Le meldonium, intrus gênant

Si en début d'année la tendance était plutôt à l'optimisme quant à la réintroduction de l'athlétisme russe dans le giron sportif, de nouvelles affaires de dopage sont venues polluer encore son image depuis.

Début mars, le meldonium, ajouté à la liste des produits dopants par l'AMA le 1er janvier, est ainsi devenu une célébrité à lui tout seul quand l'ancienne N.1 mondiale de tennis, la Russe Maria Sharapova, a révélé avoir été contrôlée positive à cette substance durant l'Open d'Australie 2016.

Mis au point dans les années 1970 dans l'ex-URSS, le meldonium était à la base un médicament protecteur des cellules cardiaques vendu dans les seuls pays de l'Est et largement détourné ces dernières années à des fins de dopage.

Depuis le 1er janvier, l'AMA a recensé 123 contrôles positifs au meldonium.
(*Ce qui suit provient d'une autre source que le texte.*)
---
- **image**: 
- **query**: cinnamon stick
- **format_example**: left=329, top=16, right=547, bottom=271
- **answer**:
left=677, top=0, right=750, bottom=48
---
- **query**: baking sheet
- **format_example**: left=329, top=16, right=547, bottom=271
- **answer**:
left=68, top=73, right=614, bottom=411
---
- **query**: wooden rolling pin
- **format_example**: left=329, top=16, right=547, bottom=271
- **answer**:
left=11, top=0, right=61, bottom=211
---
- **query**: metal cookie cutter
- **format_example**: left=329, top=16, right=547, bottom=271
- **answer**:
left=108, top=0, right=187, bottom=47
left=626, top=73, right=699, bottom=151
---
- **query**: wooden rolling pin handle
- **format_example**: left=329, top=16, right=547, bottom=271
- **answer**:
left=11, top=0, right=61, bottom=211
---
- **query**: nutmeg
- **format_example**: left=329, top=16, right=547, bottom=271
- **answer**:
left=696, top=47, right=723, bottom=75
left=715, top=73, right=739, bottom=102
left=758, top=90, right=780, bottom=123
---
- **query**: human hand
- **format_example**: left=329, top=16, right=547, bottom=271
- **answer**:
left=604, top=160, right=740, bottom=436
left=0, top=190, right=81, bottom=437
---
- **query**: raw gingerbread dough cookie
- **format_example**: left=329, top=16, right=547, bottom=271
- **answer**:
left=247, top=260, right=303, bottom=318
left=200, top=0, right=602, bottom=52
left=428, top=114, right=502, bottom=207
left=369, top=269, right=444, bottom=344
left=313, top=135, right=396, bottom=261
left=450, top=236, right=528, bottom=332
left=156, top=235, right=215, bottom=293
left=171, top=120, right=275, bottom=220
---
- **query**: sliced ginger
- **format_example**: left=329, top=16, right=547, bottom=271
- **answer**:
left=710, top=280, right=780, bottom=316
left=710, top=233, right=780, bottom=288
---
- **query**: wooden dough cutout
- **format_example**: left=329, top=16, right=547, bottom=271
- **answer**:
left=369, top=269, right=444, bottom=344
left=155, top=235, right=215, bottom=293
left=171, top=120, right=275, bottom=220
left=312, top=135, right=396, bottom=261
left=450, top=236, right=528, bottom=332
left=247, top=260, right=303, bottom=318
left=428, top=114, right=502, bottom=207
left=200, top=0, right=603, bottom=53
Pas uniquement des Russes, certes, mais suffisamment de ressortissants de ce pays pour que l'opprobre soit encore jeté sur la Russie.

Le ministre des Sports Vitali Moutko a ainsi reconnu en avril que près de 40 sportifs russes, dont des tennismen et des nageurs, avaient été contrôlés positifs depuis le début de l'année.

Méthode Coué? Dimitri Chliakhtine estime en tout cas que ces nouvelles affaires n'auront pas d'influence sur les chances russes de réintégrer l'athlétisme mondial.